New York, February 8, 2012--Journalists covering political unrest in the Egyptian port city of Suez have been subjected to at least 10 attacks over a four-day period, according to news reports. One journalist was chased, fired upon, and threatened in four separate incidents, CPJ research shows.
Clashes between protesters and security forces intensified over the weekend after more than 70 people died in the neighboring city of Port Said, according to news reports. On Tuesday, the Egyptian Ministry of Health announced that at least 15 people had died since the weekend, news reports said.
"The authorities in Suez are standing aside while thugs are attacking journalists trying to cover political unrest," said Mohamed Abdel Dayem, CPJ's Middle East and North Africa program coordinator. "Authorities have a duty to prevent this violence, to investigate all reported attacks, and to bring the perpetrators to justice. They need to start doing their jobs now."

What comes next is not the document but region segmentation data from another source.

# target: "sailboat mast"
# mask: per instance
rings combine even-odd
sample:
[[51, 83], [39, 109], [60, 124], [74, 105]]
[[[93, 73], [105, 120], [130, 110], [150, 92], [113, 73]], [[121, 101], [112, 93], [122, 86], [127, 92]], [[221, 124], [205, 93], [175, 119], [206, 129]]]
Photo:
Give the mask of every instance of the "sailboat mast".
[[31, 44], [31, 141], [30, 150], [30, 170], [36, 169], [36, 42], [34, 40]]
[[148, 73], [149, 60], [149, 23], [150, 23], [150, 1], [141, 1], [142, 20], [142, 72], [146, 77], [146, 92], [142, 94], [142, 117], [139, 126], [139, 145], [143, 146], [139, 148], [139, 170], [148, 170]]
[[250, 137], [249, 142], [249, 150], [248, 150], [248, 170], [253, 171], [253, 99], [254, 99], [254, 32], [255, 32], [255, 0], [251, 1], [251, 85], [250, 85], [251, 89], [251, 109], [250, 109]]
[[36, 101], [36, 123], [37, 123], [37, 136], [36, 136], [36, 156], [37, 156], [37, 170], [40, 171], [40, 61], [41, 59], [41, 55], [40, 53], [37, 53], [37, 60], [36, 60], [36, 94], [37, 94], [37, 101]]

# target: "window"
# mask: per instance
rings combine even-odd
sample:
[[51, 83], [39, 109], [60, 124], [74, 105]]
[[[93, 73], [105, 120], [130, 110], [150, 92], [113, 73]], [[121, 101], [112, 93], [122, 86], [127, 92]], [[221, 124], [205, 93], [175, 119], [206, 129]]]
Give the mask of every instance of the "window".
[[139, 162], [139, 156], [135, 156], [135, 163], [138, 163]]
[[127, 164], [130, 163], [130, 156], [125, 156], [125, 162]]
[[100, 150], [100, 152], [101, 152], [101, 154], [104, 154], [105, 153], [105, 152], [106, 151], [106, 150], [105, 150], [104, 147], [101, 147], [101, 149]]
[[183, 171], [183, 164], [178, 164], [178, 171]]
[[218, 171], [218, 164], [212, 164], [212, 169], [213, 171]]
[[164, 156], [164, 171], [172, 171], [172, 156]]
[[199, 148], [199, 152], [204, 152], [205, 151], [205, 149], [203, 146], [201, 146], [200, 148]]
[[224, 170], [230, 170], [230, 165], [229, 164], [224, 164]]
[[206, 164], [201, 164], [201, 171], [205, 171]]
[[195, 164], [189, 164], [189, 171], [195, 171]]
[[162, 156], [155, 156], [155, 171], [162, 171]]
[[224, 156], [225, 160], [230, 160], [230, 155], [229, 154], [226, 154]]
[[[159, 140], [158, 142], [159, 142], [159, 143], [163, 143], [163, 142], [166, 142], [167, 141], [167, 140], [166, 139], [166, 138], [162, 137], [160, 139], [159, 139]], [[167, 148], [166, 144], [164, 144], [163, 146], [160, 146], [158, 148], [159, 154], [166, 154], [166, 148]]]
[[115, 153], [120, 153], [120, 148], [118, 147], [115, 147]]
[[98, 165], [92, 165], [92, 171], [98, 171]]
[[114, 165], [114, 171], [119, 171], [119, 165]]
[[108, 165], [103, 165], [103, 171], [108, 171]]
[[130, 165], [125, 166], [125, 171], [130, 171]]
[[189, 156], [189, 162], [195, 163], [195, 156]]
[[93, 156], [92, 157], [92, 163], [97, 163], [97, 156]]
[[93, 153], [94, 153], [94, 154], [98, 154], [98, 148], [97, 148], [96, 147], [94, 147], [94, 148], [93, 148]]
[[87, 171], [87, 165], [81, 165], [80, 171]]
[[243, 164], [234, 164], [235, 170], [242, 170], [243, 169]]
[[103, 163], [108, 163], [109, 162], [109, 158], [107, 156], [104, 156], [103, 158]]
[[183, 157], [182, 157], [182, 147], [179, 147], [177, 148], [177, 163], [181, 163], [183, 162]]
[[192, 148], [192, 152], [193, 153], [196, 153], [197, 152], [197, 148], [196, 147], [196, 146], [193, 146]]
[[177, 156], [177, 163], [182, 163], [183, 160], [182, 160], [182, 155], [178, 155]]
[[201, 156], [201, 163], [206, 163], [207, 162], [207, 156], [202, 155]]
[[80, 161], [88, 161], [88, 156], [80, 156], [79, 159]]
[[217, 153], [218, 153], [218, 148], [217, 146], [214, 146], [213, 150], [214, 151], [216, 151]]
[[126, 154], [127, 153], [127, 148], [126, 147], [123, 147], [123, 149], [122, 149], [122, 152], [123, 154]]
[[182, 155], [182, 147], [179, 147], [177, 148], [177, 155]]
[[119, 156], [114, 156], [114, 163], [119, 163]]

Three attacks on journalists took place on Saturday. Sayed Shakir, a photographer for the independent daily Al-Masry al-Youm, was filming protests in Suez when he was chased by unidentified men who broke his camera, news reports said. Hossam Saleh, a reporter for the government-owned daily Al-Akhbar, was also filming when he was assaulted by unknown men who seized his camera, news reports said. Journalists from the Egyptian broadcaster CBC, who were filming from the top of a tower, were attacked by men in plainclothes who destroyed their cameras, news reports said.
On Sunday, Ahmed Khair, a reporter for the online news website Al-Bawaba, was beaten by unidentified men in Suez, news reports said. The men stabbed the journalist in the right hand and smashed his camera, according to news reports.
Three more journalists were attacked on Sunday. Mohamed Kamel, a reporter for the privately owned broadcaster ONTV, and his cameraman, Mohamed al-Said, were beaten by unknown men who seized their equipment and personal belongings, according to news reports. Karim Anwar, a reporter for the online radio station Horytna, was fired upon by unidentified gunmen in a car, news reports said. When the journalist tried to report the incident at the security directorate, he was turned away, news reports said.
Also on Sunday, Sayed Abdelah, who writes for several online publications including the independent Al-Badil and news websites Masr al-Gadida and Hoqook, was filming clashes next to the security directorate when he was chased by unidentified men with knives who broke his camera, the journalist told CPJ. Later that day, the journalist was shot at by four men in a white pickup truck on the street, he said. Abdelah then received a phone call from the Suez head of security who told him that if he stopped filming in the area and did not publish news of his attack, he would be sent bodyguards for protection, the journalist said. The next day, Abdelah received a death threat via a Facebook personal message from an anonymous sender with the alias "Suez," the journalist told CPJ. The message said that he would be killed if he didn't stop reporting incidents that painted the Suez security forces in a negative light, he said.
CPJ has documented assaults on two journalists and the detention of another in Cairo during the same period as the Suez attacks. The violations over the past week follow a series of intense clashes in December and November between protesters and security forces in Egypt, during which CPJ documented 50 anti-press attacks.